Don't overthink your opening. There are hundreds of ways to start a conversation with someone. Introducing yourself is an easy way to do it. Asking someone to play a game you made is another one. Commenting on their shirt, the event, a speaker, the weather, etc. are all good ways. It honestly does not matter much what you say or how you say it. Just pretend that you have known the person that you just met for years, and start with a little bit of small talk.
As soon as you have made the introduction, ask them open questions (i.e., questions that start with 'why', 'how', 'what', 'describe', 'tell me about', or 'what do you think about' and that require people to share an opinion or a meaningful story.) For example:
- What project are you working on right now?
- How would you describe the atmosphere in the company you are working for?

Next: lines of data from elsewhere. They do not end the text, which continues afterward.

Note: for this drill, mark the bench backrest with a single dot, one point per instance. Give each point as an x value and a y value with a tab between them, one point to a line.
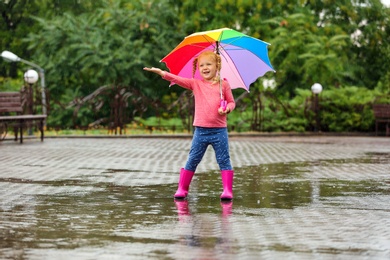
10	102
381	110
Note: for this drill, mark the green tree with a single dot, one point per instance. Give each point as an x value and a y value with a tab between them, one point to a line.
110	47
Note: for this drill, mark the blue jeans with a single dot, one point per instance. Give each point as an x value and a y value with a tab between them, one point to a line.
203	137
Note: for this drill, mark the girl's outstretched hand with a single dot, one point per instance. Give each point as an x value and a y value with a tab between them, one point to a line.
155	70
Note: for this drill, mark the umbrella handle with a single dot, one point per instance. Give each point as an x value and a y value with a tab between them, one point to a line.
223	104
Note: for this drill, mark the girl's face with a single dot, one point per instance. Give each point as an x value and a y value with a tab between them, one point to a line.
207	67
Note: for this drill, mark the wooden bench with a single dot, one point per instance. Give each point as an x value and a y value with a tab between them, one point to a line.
382	115
11	116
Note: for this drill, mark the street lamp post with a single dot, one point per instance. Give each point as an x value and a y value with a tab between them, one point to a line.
10	57
316	89
30	77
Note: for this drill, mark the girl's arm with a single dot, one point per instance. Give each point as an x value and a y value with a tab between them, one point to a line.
183	82
156	70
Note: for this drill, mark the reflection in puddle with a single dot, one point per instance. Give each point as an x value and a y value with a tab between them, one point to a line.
145	221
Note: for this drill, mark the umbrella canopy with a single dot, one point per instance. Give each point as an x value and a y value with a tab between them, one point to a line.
244	58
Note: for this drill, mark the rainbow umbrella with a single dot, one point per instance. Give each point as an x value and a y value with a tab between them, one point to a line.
244	58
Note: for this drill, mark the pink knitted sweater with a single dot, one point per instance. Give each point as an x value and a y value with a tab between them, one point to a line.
207	100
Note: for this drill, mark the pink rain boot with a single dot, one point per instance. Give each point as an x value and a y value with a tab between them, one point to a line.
184	183
227	184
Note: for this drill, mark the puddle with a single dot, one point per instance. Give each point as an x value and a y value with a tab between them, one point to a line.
129	220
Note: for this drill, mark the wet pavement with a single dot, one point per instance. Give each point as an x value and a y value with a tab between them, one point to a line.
296	197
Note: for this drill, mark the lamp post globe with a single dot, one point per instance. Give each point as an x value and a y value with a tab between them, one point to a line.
31	76
9	56
316	88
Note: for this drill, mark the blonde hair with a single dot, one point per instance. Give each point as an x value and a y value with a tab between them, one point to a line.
217	59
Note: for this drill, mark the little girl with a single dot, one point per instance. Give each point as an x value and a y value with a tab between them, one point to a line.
209	121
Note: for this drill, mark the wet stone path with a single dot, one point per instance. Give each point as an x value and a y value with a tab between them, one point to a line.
111	198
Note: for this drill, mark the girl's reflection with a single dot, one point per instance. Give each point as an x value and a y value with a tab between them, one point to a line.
208	231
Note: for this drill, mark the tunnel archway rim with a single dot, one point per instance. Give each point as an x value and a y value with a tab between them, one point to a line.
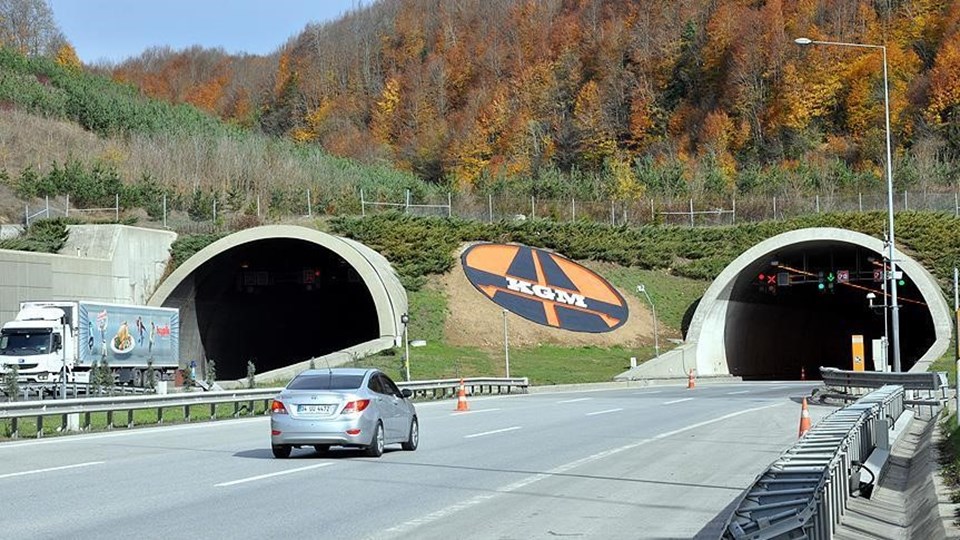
389	296
707	329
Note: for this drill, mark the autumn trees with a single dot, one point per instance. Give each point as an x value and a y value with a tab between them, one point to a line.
665	96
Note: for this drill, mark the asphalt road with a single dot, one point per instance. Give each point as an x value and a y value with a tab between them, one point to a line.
659	462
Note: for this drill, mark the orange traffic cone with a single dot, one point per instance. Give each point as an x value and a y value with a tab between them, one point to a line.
804	418
462	398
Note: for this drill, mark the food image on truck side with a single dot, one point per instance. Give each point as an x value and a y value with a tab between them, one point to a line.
128	335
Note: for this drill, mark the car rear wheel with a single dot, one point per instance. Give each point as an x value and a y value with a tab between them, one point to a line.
414	439
376	445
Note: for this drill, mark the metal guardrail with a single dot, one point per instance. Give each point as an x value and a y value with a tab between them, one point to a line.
84	407
804	493
929	380
440	388
926	391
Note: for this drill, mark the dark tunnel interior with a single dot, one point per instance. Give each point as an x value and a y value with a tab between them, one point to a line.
801	307
279	301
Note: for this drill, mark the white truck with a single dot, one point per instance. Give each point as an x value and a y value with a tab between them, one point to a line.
45	337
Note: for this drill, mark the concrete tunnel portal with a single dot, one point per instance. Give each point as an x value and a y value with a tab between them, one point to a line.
280	295
793	303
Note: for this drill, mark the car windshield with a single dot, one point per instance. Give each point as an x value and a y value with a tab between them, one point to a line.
326	381
24	344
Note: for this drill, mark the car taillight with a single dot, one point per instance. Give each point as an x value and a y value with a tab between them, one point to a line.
355	406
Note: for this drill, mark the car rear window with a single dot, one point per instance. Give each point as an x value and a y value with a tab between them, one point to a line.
326	381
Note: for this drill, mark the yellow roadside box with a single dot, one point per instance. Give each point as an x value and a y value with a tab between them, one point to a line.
857	342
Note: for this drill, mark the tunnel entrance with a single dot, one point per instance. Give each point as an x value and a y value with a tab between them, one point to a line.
800	307
277	302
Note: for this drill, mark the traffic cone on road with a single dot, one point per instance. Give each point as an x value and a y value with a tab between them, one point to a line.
462	398
804	418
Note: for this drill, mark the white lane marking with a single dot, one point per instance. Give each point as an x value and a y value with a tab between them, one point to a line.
474	411
504	430
271	475
603	412
51	469
133	432
408	526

If the person seems to be unwilling to talk with you, you can always try to follow up with a closed question before trying with an open question again. For example:
- Q: How are you liking the conference? (Open question)
- A: It's all right.
- Q: Ok, well then... what was the best talk you saw so far? (Closed)
- A: Ken Levine's talk was pretty cool.
- Q: Oh, I loved Bioshock! What did you like about his talk? (Open)
Remember that your goal is to build up a professional relationship. You are looking to establish a sense of camaraderie, communality or kinship between you and your conversation partner. From there, you can work towards building trust and collaborations.
Once you feel that the conversation is over, exchange some form of contact information, whether it is a business card, Twitter handle, or an email address. There is no point in playing the networking game if you are not going to stay in touch.
After the conference, go through all the business cards you accumulated and send a nice, short email to the people you would like to know better. Some lines you could put in there are:
- I had fun talking to you.
- Let me know if I can help with X or Y.